One of the hardest things for the coach or captain of a successful team to do is bench a veteran. It is a sure way to incur the wrath of the fans, and there is the ever-present possibility, should the team lose, that this was the decision that cost it a victory. But such concerns have never disturbed Carl'Alberto Perroux, the nonplaying captain of Italy's bridge team. The Italians have won five straight world championships since 1957, and throughout this period Perroux has shuffled and reshuffled his lineup. With another world championship only a month away—it begins June 15 in St. Vincent, Italy—Perroux has now indicated he may sideline one of the most famous Italians of all, Walter Avarelli. Co-founder of the Roman Club bidding system, Avarelli may be replaced by the much less experienced Camillo Pabis Ticci.
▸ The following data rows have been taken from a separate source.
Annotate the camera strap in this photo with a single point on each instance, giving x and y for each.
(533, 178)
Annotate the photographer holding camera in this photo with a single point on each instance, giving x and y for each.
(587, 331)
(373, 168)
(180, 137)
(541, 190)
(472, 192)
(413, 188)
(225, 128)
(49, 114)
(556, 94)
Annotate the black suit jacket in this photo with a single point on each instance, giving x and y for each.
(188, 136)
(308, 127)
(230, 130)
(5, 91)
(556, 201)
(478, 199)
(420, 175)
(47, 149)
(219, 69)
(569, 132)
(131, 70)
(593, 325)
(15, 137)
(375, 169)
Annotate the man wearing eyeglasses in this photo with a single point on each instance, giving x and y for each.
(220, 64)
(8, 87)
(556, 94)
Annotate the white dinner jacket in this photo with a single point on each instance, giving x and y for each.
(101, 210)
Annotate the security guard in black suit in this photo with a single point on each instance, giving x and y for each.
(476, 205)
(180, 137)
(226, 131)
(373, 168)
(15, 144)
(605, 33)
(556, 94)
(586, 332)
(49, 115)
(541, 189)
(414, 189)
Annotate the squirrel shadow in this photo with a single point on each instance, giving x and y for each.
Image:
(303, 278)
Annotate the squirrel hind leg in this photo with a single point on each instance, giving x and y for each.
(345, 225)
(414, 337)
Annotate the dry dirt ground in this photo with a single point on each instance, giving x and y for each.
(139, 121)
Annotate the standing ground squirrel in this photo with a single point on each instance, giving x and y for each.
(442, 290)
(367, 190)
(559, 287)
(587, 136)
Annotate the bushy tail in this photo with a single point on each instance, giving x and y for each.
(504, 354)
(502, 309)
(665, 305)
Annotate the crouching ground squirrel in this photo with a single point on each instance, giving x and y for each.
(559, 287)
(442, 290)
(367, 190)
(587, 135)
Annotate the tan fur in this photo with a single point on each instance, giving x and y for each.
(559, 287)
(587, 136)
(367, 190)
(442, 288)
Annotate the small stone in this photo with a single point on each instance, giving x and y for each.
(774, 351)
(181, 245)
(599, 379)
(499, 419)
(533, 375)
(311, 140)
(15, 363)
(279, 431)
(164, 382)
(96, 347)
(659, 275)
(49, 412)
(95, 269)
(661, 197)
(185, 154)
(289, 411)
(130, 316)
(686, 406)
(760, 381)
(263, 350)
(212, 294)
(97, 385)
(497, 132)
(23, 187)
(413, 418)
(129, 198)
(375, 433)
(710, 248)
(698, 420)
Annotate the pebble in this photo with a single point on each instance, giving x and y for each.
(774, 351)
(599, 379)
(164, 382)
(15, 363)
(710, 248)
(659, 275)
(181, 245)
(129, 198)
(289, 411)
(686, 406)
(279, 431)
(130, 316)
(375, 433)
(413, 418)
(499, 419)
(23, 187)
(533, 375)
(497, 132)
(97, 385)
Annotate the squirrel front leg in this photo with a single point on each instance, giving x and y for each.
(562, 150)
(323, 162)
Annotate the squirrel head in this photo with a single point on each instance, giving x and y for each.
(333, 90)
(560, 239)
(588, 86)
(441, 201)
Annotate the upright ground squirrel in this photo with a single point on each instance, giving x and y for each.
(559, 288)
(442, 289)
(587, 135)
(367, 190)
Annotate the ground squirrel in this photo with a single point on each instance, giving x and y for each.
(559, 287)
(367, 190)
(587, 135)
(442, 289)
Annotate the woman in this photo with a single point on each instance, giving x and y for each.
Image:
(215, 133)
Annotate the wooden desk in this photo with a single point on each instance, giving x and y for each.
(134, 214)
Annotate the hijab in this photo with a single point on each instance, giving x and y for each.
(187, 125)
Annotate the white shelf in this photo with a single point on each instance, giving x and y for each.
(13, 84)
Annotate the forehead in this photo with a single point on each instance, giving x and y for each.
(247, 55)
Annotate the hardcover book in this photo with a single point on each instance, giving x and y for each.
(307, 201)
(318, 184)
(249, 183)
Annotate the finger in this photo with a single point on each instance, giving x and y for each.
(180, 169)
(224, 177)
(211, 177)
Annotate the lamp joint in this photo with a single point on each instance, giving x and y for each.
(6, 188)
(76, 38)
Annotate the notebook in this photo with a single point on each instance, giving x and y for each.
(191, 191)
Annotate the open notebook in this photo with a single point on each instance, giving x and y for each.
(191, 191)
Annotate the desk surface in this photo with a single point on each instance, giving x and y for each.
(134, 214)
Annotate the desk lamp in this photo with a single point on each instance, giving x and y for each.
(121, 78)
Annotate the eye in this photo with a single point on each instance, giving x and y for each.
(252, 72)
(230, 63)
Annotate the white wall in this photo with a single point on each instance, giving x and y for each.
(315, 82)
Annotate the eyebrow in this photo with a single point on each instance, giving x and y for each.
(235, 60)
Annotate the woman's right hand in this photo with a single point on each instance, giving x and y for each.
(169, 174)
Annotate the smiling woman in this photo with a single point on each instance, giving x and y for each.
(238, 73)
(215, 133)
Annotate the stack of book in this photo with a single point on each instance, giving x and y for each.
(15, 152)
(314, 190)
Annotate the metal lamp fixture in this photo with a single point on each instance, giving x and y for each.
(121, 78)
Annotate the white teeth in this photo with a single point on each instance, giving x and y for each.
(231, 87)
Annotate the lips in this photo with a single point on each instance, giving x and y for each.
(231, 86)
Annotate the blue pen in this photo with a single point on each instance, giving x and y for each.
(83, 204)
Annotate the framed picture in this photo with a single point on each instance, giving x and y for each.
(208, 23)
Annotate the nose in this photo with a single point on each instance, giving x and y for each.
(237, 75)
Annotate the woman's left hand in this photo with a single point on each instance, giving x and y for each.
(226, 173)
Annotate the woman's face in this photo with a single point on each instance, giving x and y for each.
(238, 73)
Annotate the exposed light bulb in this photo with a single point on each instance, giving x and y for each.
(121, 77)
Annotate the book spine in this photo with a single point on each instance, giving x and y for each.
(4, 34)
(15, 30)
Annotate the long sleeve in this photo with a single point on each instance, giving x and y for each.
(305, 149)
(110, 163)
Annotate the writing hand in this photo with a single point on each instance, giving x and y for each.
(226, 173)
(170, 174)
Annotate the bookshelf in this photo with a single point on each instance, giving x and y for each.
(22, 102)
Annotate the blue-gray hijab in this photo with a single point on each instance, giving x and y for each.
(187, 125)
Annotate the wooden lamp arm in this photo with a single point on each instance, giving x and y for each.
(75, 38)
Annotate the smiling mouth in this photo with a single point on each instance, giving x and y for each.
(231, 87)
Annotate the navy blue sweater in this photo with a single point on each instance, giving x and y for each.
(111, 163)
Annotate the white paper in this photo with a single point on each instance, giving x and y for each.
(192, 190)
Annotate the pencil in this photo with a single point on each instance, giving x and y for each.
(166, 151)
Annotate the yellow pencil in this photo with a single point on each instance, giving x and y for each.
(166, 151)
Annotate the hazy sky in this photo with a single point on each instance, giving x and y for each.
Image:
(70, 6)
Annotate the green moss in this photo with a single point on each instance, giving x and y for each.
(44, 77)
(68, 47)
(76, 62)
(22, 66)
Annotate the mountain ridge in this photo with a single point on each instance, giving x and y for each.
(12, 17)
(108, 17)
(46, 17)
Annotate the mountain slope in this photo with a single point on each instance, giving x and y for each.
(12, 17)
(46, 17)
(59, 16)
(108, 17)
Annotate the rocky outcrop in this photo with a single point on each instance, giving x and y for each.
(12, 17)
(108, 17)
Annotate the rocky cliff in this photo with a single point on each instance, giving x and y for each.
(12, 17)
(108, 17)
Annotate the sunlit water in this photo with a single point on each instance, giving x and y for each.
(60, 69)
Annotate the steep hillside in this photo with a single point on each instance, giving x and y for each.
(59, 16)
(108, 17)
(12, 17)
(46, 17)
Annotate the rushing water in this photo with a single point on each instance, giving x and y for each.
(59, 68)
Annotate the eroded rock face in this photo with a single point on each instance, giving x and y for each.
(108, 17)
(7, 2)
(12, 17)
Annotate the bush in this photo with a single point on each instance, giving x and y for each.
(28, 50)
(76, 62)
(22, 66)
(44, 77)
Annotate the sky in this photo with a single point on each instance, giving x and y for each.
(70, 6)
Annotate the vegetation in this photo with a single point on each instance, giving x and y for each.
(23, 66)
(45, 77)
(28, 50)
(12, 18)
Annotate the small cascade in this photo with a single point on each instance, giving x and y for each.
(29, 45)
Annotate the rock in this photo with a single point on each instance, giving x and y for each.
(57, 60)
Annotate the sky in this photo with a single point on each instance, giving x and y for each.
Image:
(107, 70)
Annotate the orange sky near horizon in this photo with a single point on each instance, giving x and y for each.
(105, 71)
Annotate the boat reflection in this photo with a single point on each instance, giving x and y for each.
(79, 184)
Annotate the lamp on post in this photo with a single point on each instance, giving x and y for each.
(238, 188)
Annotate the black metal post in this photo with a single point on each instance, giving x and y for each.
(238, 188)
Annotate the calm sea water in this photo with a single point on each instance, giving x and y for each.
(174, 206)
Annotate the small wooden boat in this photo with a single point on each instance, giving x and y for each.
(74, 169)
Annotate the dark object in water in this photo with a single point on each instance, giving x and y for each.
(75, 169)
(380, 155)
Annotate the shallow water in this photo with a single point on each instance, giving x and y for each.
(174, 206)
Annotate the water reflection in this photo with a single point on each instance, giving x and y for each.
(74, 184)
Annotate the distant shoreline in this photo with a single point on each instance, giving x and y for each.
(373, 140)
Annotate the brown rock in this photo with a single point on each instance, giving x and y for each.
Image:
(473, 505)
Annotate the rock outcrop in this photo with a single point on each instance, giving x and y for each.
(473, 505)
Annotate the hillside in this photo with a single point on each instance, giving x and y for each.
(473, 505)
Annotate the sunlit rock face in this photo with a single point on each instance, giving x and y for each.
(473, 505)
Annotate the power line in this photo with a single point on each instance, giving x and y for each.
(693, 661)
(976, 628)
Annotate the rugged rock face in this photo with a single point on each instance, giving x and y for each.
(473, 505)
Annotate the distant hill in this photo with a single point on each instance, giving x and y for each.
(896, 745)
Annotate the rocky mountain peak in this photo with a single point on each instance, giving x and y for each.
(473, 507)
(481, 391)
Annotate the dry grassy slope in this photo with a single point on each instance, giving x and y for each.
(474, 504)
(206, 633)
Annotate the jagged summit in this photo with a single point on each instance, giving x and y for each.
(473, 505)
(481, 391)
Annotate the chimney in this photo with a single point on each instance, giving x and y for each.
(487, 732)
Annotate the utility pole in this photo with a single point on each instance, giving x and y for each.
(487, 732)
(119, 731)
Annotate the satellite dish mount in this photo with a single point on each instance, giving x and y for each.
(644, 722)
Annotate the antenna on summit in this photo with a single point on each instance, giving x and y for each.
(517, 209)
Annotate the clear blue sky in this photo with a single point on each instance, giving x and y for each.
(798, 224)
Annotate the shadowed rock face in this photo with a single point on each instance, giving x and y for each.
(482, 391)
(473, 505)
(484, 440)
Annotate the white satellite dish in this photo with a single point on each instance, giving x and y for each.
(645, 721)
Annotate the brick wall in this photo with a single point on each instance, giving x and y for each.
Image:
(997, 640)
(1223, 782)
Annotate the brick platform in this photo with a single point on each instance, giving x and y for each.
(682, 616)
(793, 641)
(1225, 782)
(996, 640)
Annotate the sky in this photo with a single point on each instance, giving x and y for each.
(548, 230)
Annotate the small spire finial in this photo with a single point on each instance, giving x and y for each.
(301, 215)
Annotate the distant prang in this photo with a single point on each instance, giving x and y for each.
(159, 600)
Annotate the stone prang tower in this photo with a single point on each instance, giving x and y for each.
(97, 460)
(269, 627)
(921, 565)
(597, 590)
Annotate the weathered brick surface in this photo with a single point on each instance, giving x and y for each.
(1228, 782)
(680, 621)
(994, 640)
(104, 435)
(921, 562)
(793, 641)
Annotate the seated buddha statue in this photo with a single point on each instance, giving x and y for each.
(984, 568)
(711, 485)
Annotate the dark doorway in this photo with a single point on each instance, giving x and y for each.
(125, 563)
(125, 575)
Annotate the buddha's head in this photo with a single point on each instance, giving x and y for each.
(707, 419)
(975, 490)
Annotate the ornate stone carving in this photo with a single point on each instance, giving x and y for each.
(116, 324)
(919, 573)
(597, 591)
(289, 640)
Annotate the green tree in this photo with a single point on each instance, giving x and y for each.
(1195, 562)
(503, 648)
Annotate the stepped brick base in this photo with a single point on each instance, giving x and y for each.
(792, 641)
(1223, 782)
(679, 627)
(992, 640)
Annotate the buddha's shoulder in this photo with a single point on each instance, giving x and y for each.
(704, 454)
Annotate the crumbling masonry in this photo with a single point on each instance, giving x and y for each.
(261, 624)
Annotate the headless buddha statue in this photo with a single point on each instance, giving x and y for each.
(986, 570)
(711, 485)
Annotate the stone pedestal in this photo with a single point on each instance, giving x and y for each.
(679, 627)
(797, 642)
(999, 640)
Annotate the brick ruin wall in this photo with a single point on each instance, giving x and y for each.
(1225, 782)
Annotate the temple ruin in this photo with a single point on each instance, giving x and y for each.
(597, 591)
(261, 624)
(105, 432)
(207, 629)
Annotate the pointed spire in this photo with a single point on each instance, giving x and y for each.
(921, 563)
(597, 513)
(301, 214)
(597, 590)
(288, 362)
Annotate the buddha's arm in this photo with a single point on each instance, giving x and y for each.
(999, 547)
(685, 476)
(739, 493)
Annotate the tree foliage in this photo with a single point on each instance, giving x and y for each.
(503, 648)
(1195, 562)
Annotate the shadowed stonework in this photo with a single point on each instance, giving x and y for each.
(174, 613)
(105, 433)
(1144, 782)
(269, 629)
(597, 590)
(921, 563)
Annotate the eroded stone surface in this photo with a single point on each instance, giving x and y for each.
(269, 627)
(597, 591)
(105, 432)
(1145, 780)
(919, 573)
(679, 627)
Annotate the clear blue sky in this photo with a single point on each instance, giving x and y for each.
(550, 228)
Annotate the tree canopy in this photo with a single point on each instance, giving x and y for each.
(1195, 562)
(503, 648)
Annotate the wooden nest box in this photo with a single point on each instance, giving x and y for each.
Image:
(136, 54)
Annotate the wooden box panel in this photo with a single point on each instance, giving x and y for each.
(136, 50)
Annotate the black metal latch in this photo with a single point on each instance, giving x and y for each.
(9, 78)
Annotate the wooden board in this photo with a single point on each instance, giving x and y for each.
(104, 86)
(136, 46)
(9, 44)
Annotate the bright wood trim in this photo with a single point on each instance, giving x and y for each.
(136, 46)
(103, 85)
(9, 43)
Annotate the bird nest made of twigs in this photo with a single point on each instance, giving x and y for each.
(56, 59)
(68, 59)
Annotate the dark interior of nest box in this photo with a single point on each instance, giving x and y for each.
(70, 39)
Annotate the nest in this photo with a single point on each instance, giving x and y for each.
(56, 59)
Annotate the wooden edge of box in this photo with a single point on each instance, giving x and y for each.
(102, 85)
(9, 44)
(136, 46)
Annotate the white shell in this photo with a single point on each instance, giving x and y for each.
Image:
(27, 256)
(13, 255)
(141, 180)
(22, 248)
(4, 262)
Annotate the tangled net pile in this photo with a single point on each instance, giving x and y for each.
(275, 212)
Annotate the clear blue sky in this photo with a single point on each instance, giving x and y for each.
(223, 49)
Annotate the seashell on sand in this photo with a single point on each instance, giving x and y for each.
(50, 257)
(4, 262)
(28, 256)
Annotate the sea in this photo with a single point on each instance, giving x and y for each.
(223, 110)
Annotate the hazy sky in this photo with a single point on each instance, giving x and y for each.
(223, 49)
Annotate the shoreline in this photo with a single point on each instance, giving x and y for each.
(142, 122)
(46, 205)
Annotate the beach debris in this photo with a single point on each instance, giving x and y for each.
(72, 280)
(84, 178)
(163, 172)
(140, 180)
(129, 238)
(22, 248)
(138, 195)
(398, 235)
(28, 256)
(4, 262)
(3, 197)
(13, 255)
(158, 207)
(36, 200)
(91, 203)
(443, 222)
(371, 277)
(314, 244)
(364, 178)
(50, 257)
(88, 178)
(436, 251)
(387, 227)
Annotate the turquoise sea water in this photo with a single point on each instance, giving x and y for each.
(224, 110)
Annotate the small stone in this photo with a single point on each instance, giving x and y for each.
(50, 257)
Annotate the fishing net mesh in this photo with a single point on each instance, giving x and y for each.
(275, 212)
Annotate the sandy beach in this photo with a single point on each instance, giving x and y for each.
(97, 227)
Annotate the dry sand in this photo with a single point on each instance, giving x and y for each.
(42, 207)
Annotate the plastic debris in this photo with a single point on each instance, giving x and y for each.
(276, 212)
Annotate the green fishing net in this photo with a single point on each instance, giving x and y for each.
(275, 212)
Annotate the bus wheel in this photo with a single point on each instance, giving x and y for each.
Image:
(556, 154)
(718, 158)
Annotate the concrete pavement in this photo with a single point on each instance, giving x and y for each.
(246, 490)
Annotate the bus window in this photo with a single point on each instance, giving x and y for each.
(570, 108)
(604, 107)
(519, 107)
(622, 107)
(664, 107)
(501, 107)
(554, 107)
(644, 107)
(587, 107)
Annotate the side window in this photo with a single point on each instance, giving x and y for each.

But that's the bold Perroux.
Still, it is risky to sacrifice experience in world championship play, as can be seen from this hand, one that helped North America gain an early lead in the 1962 matches against Italy.
West trumped the second round of hearts and gave up two club tricks, establishing dummy's suit and going down only 300 points. Bobby Nail was East for North America, and his judgment in sacrificing at six spades proved correct, guided, as it was, by the Italians' choice of the five-heart bid with the North hand. When both sides are bidding at a high level, the expert will often chance a set by going still higher.